Canadian director David Cronenberg has long been polarising audience opinion through his extreme treatment of the human body. Under Cronenberg’s direction, the body is transformed into a piece of meat. If it is male, it will be thrown around the set with the set with all the weight of a worthless prop, inevitably ending up as a mass of slaughtered, bloody pulp. If it is female, it will become the star of an explicit sex scene, often being similarly treated as a prop that catalyses male pleasure. Cronenberg maintains this attitude in his latest thriller, Eastern Promises – a London-based tale of Russia’s global criminal brotherhood, Vory V Zakone, and the innocent midwife, Anna Khitrova (Naomi Watts), who is inexorably drawn into their world. At long last, though, Cronenberg’s physical and sexual excesses do not feel arbitrary. Instead, these extremes work to develop the film’s dark and threatening tone, to explore the limits of the male characters and to further the tautly thrilling narrative progression. Even the performances feel far more even-handed than in Cronenberg’s previous offerings, with Viggo Mortenson ideally capturing the moral ambiguity of Nikolai Luzhin (the official chauffer of the brotherhood) and Watts perfectly articulating Anna’s conflicting emotions of fear and curiosity. Combine this all with a genuinely tense, interesting and fairly complex storyline, and what you have here is one of Cronenberg’s most mature and impressive offerings thus far.


Rating: 9.0


There are plenty of sweet little comedies out there, and while many may succeed in producing that familiar, warm, fuzzy feeling, few do so with the aid of characters that are as truly memorable as those featured in Waitress. Written and directed by Adrienne Shelly (who also acts in it), Waitress in set in America’s deep south, where Jenna (Kerri Russell) dreams of escaping her loveless, abusive marriage, until an unexpected pregnancy throws her plans of course. The pregnancy, which she initially sees as a curse, gradually evolves into a blessing-in-disguise, as it introduces her to the town’s new doctor, with whom she begins a risky affair.
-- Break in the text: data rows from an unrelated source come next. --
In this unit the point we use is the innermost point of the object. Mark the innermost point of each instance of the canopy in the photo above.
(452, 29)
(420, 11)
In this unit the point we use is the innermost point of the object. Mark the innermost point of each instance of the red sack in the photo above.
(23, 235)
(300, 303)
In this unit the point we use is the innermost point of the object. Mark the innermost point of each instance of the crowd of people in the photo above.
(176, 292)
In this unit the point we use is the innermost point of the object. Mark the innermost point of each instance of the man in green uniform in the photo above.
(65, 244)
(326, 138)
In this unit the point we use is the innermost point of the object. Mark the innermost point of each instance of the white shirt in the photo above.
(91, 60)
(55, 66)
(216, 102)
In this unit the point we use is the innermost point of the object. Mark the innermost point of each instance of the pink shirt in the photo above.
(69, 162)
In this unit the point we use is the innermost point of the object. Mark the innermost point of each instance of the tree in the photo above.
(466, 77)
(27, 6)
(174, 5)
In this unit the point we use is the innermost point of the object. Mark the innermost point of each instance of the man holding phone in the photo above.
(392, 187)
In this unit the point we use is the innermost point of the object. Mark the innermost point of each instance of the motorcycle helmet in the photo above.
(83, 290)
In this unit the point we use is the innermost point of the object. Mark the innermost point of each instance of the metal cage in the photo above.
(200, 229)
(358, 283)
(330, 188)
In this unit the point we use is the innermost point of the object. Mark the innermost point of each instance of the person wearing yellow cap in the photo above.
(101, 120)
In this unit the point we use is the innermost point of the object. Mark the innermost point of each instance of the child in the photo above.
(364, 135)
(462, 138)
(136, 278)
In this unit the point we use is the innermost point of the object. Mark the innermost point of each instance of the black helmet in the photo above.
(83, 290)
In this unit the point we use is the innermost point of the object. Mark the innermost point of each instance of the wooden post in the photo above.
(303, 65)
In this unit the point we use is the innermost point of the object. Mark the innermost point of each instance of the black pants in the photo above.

The film suffers a little from some uneven pacing, some jerky shifts in tone, and also from some unnecessarily repeated messages (a husband doesn’t need to shout “Make me my dinner” ad nauseum for us to understand that he’s a bad guy!). Nonetheless, though, Russell has made the most of this showcase, channelling a grace to rival Natalie Portman, while all the supporting cast members are equally memorable in their portrayals of the idiosyncratic characters that surround her. And don’t even get me started on the electric chemistry that sparks between Jenna and the doctor (Nathan Fillion). With a powerfully heart-warming conclusion, Waitress may well be the romantic comedy of the year.